The participants completed 2 performance tests of a 100km time trial to be completed as fast as possible and also a six second sprint (carried at at end of TT test to represent a sprint to the line), and a critical power test (CPT). These tests were conducted pre and post dietary and training intervention with the High Carb group consumed 30-60g per hour during the test and the high fat group water and electrolytes.

There was a significant decrease in body fat and body mass in the High Fact compared to High Carb group. There was however, no significant different in 100km TT performance but unexpectedly a greater improvement in peak power (but not average) in CPT, likely due to changes in weight to power (greater weight loss at end of study in high fat group). .

A number of interesting issues here include a 4.4kg loss in body fat in the high fat group vs. 0.7kg in high carb. Despite no significant change in performance in the 100km TT test (significance based on statistical analysis) may be due to the large variation in response between participants and with greater numbers there may have been a ‘statistical’ benefit. If we just look at actual time of the TT test the high carb group completed the TT 1min and 13secons faster than their pre 12-week dietary and training intervention but the high fat group was 4min and 7 seconds faster.

Although you could pull some positives from the study the issue here is 6 second sprint and the subject number could easily account for such an effect. In addition, the way the subjects where selected into each group could have been of issue i.e. not selected according to fitness and indeed the groups where significantly different between body fat and carb intake. Such issues could have impacted the results of the study and clearly more work is needed.

There are some other details which are not clear as it states 30-60g/hr where taken in the High Carb group during the post intervention test. However, how many where on 30 and how many on 60g? Was this optional? Where both groups fully glycogen loaded pre-tests? There are still many issues not clear and need to be addressed in future study designs before we can draw any firm conclusions.

Conclusion: So at this point there only 1 real ‘published’ performance data to demonstrate high fat diets work better than high carb (McSwiney et al. 2017) and one performance study demonstrating no effect (Burke et al. 2017) as well as  a restriction in the adaptive response to training as well as subsequently performance.
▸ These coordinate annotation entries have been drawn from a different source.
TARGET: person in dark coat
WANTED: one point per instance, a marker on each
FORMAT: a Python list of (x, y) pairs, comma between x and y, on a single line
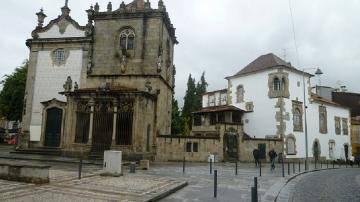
[(256, 155), (272, 155)]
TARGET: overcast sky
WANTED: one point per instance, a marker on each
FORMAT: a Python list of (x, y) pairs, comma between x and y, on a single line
[(220, 37)]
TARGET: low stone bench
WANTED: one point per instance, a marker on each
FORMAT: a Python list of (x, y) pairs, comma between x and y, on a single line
[(24, 172)]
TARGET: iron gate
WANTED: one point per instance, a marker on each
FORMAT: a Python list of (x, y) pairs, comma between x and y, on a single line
[(102, 127), (124, 123), (53, 127)]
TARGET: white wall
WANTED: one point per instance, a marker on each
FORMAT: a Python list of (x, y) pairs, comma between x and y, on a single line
[(261, 122), (220, 99), (49, 82), (70, 31)]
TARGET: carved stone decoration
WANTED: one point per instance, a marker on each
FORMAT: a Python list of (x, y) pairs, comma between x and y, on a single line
[(59, 56), (97, 7), (41, 16), (68, 84), (76, 86), (159, 63), (105, 87), (148, 86), (123, 64), (63, 25), (90, 13)]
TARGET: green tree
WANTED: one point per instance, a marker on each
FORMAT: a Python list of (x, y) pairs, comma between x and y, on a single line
[(189, 99), (12, 94), (177, 122), (193, 100), (200, 90)]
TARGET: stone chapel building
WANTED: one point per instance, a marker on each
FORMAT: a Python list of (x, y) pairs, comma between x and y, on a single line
[(105, 85)]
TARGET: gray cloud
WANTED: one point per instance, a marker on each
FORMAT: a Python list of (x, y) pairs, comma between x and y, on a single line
[(221, 37)]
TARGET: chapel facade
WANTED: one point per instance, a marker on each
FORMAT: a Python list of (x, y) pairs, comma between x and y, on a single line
[(105, 85)]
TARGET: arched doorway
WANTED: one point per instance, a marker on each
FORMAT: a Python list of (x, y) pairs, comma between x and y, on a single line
[(53, 127), (231, 146), (316, 150)]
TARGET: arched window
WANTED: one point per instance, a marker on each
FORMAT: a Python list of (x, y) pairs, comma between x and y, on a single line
[(240, 93), (59, 55), (276, 84), (127, 39), (282, 84), (297, 120), (290, 145)]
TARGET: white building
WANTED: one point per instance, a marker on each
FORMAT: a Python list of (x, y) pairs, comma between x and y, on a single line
[(271, 91)]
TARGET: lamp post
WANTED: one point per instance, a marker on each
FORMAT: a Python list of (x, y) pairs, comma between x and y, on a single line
[(318, 73)]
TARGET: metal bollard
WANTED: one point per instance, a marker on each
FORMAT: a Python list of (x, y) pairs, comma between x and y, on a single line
[(256, 186), (260, 168), (132, 167), (215, 183), (288, 168), (80, 168), (255, 183), (293, 167), (254, 197), (184, 165), (236, 167)]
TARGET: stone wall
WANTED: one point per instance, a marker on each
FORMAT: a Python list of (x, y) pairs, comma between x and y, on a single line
[(174, 148)]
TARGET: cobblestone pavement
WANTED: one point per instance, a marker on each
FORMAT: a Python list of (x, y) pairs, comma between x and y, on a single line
[(338, 185), (230, 187), (64, 186)]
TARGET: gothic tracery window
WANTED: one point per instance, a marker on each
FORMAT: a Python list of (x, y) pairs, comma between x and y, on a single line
[(290, 145), (277, 84), (240, 93), (127, 38)]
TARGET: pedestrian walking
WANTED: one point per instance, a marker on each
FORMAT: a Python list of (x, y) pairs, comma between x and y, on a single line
[(256, 154), (272, 155)]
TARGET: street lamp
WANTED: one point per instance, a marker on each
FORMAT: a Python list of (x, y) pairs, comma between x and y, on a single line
[(318, 73)]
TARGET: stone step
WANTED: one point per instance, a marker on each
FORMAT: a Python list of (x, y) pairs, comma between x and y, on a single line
[(39, 151)]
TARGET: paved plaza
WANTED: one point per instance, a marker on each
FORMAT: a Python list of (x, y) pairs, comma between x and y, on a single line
[(165, 181)]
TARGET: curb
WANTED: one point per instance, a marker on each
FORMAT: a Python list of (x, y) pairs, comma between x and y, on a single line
[(167, 193), (87, 162), (299, 174)]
Yes we see in both studies from the likes of Burke, Volek and McSwiney elevations in Ketones (offering an alternative fuel source to glucose) from fat adaptation but the correlation to exercise performance still is jury out.

There is still a gap in our knowledge here for the potential of using high fat diets, and this relates to long term adaptation, its use in ultra-endurance events where fat reliance is put to the test, and also the impact of protein intake, and high fat as primary diet but carbs used during competition in this equation. In relation to the latter from what I have seen from many athletes is what they can low carb is really high protein, low fat and low carb. We need to remember protein is insulinogenic and as such can deliver many of the benefits (although not efficiently) as carbs.

Personal view: I tried the high fat diet in 2016 for 5-6months at the early part of the season (less intensity more volume and L2 work) and I have to say the effects on huger and body composition are astounding and as such as a health option and ability to alter body fat levels there maybe some significant scope for play. However, as you move into doing higher intensity work and much glycogen levels are depleted to a greater extent the high fat diet for me falls short as your either 1. Not able to carry out higher intensity interval work because your glycogen depleted (this would go against the Volek study suggesting no difference in CHO repletion rates) or 2. There are some metabolic changes that occur due to a high fat diet that inhibit the ability of the muscle to function and/or adapt to working at and above your threshold.

My other thoughts are for those in the pointy end of half and long distance triathlon is that your already highly fat adapted. Your training 2-3 times a day which often leads to low muscle / liver glycogen levels (the same result as fasting and low carb diets). The result would be many of the adaptive responses seen metabolic from the FASTER study. I would advise if you want to try this diet then try on the off season or even better try a periodization approach of high carb immediately post some higher intensity sessions, mixed in with a few fasting and longer low carb endurance rides. Care must be taken on manipulation of your diet with low carb as there are risks of immune suppression and that can mean greater susceptibility to infection/illness.


Ketone Supplementation

I want to start by saying Ketone supplementation is nothing new and in fact has more research underpinning its use as an intervention than high fat low carb (HFLC) diets. It’s been around at least since the early 1970s, where we see studies using ketones ingested as a means to bring about nutrition ketosis (high blood Ketone levels)(Johnson & Walton 1972). With more recent trials using β-hydroxybutyrate (β-HB) and acetoacetate(AcAc) and (R)-3-hydroxybutyl (R)-3-hydroxybutyrate (ketone monoester).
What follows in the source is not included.